After graduating from Des Moines public schools and Dartmouth College, Cowles made the first of many overseas trips. These travels often included both study and casual sightseeing. A honeymoon trip to Europe in 1923, for example, appears to have been entirely given over to the latter as was a summer auto tour in England & Scotland. In between these two trips, Cowles spent the autumn months of 1924 painting in Mallorca. While traveling around the world between October 1926 and December 1928, he made many paintings and sketches but also wrote many letters for publication on local cultures and politics in places he visited.

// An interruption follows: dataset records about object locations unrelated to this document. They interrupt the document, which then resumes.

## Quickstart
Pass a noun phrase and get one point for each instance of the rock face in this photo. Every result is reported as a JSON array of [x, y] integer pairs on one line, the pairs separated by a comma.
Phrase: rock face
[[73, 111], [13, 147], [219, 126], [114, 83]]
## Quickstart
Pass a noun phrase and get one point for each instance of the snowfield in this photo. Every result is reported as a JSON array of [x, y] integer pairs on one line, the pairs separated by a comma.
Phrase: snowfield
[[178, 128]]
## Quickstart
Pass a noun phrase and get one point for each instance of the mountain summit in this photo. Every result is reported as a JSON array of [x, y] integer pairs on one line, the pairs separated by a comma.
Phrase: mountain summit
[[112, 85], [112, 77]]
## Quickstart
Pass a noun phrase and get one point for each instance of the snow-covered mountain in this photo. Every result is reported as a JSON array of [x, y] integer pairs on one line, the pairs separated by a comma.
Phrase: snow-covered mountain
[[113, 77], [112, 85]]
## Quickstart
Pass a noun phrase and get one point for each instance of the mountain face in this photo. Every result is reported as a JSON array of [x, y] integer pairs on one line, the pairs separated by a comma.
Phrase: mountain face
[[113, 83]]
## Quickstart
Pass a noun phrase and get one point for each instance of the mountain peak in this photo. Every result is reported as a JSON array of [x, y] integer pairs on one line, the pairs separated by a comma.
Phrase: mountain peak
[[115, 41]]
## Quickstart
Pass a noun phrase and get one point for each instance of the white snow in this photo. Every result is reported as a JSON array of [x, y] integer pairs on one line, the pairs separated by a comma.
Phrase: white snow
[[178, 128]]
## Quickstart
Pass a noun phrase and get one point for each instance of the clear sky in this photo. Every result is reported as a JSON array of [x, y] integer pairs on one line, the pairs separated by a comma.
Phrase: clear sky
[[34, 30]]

Cowles extended his stay in Rome from the usual three years to almost five when, in 1918, he took leave from the academy to work in the secret service branch of the office of the U.S. naval attache in Rome.

In an event that was called "a wedding of social prominence", he and Eleanor Lamont Sackett married in New York in 1923. The daughter of a New York banker, she had been born and raised in New York City. She was a graduate of Smith College and had taken art classes in New York. Two years later she obtained a divorce in Paris and resumed her maiden name. In 1928 Cowles married Eleanor Stanton in Cairo, Egypt, during his two-year round-the-world travels. She was the women's page editor of the New York Sun newspaper. They met while she was on assignment in Egypt to write a series of articles. Cowles and Stanton divorced in 1954 and later that year he married Nancy Cardozo who was herself recently divorced. Cordozo was the author of books and short stories, including stories in the New Yorker magazine and a biography of Maud Gonne, an English-born Irish republican revolutionary, suffragette, and actress. None of Cowles's marriages produced children. He was step-father to the two sons, Nick and Jan Eglson, by a former marriage of his third wife.

After their return from the world tour that they took following their marriage, Cowles and his wife returned to New York where he had kept a studio since 1920. In 1929 they began to spend the colder months of the year in Santa Fe, New Mexico. There, Cowles made acquaintance with other modern artists and gave his support to the newly formed Santa Fe Art School. Two years later, while continuing to maintain a residence in New York, the couple built themselves a home in Santa Fe. At the end of the decade, they moved to a farm in New Milford, Connecticut, again retaining a residence in New York.

As a major stockholder in his father's newspaper empire, he was not dependent on art sales for financial support.

Cowles died in New York City on February 22, 1979.